If you’ve got money you can afford to lose and a penchant for gambling, there’s no better time than now to plow that cash into bitcoin, the alternative currency that plunged in value over the past two days after hitting astronomical highs.
Let me be clear: I am not saying that, in the long run, bitcoin is a viable alternative currency. Many sophisticated thinkers have, at great length, established that it isn’t. And I’m not saying it’s a good investment. Bitcoin is far too volatile, and it’s not a good idea to bet on a single asset, anyway. In 2014, the price of a single bitcoin, currently trading at around $70, is as likely to be zero as $1000.
What I am saying is that there are plenty of reasons to believe that, as in many other classic economic bubbles, the world is full of “greater fools” ready to continue buying bitcoin and drive up its price again, even in the wake of the latest crash. Here’s an incomplete list of reasons why investors like the Winkelvoss twins are probably going to continue to pour money into bitcoin.
Bitcoins are generated through “mining”—a process that requires powerful computers to crack hard math problems, which sometimes reward their owners with a new cache of bitcoins. This isn’t some weird second-order outgrowth of how cryptocurrencies work—it’s a deliberate feature of bitcoin.
You can even graph, more or less exactly, the rate at which new bitcoins will be produced for the foreseeable future.
But mining those bitcoins doesn’t come cheap. One bitcoin miner told me that when he started less than a year ago, he and his team spent $3,000 on a high-performance PC workstation that generated 8 to 16 bitcoins a day, at a time when they were trading at $6 apiece.
But the process of mining bitcoins is getting harder. Today, he notes, a rig that generates bitcoins at that rate—like a system from Avalon that is designed solely to mine bitcoins at the fastest possible rate—will cost you 75 bitcoins, or $4,500 at today’s conversion rate. A few days ago, when bitcoin was trading at an all-time high of more than $220, a system from Avalon would have cost an eye-popping $16,500.
The folks who continue to mine bitcoin aren’t about to give up on the currency, no matter how much it looks like a speculative bubble that might never translate into a real means of exchange.
Wait, you’re saying, bitcoin doesn’t have a central bank to print money: The whole point of the currency is that there can only ever be 21 million bitcoins in circulation. This is true. But it misses a more subtle point, which is that as of this writing, there are still only 11,015,725 bitcoins in circulation, or just over half of the ultimate number of bitcoins out there. This keeps the bitcoin miners active, and actively invested in the currency, because they’re all hoping to get rich. For now, bitcoin is essentially subject to a de-facto expansionary monetary policy, notes Pascal-Emmanuel Gobry in this fascinating post on the subject.
Printing money generally devalues a currency, but in this case, it’s been having the positive effect of keeping everyone excited about snatching up new bitcoins as they shake out of their mining rigs.
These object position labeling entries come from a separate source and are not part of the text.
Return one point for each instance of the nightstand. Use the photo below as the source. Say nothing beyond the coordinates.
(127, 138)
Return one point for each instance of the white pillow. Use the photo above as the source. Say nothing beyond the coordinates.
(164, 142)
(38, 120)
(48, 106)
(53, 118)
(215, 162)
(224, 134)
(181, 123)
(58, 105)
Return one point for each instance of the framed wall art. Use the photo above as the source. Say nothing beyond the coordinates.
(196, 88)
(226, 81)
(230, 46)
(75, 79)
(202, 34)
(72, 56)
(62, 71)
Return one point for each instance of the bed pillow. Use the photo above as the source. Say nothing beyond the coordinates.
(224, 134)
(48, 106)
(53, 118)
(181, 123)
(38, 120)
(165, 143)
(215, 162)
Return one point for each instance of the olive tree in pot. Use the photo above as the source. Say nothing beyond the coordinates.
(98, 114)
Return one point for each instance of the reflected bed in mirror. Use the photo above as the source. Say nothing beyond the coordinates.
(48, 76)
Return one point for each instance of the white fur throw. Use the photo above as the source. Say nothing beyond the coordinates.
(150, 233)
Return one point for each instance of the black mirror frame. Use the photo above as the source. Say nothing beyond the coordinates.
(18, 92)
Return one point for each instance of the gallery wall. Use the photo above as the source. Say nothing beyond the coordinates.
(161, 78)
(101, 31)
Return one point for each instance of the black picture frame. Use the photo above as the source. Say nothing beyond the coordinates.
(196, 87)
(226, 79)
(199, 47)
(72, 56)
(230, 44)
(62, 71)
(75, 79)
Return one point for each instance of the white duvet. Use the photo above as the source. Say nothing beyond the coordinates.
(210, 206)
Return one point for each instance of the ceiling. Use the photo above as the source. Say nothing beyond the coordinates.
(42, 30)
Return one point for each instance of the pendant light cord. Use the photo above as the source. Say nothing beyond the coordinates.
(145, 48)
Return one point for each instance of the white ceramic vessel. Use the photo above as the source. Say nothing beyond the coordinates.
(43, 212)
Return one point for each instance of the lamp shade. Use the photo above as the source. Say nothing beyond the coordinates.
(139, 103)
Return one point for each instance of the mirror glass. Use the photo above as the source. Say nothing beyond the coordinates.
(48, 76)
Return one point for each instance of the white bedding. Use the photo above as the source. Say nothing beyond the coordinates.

The rate at which new bitcoins are being generated is, clearly, being swamped by speculation on their “real” value.
Every day, it seems, new startups devoted to bitcoin are announced. And nascent bitcoin currency exchanges like Coinsetter will allow people to trade bitcoin on margin and even short the currency. As with just about any other instrument, the more ways there are to trade bitcoin, the more liquid the market for it will become—up to a point.
As for retail, there are now electronics stores that accept only bitcoin, and ecommerce sites aimed at expats in China that skirt local banking strictures by accepting bitcoin. And that’s just two among an ever-growing list of hundreds of (mostly online) merchants that accept bitcoin.
Erik Voorhees, who makes his entire income from bitcoin, outlined in a post at Reddit a number of forces pushing investors into the currency, including “Cyprus scared the hell out of everyone,” and “An increasingly wide swath of the libertarian/gold & silver ‘hard money’ types are buying into bitcoin.”
Yes, I know, this article is part of the problem. But the fact remains that the tech press is bonkers about bitcoin—Quartz included. Bitcoin has all the elements of a good story. What could be better than mysterious hackers trying to create a stateless alternative to the world’s occasionally frighteningly mismanaged fiat currencies, with a roller-coaster ride of a market thrown in to keep the story surfacing in the news cycle again and again.
It’s a safe bet that, outside of techies, news and finance junkies, most of the world still has not yet heard of bitcoin. To the extent that bitcoin is a Ponzi scheme, dependent on ever more fools to buy into it in order to provide early adopters with profit, this is perhaps the most important reason why the value of bitcoin could continue to appreciate. Indeed, the Winkelvoss twins are explicit that this is their bet, too.
That depends. Because of the wild gyrations in price and possible black swans like theft, bitcoin is not something anyone should hope to hold onto for any length of time or rely on as a means of exchange. But should you gamble on bitcoin? That depends on whether you’re the type to wager money for fun and occasional profit. Just remember that, if you stick around long enough, the house always wins.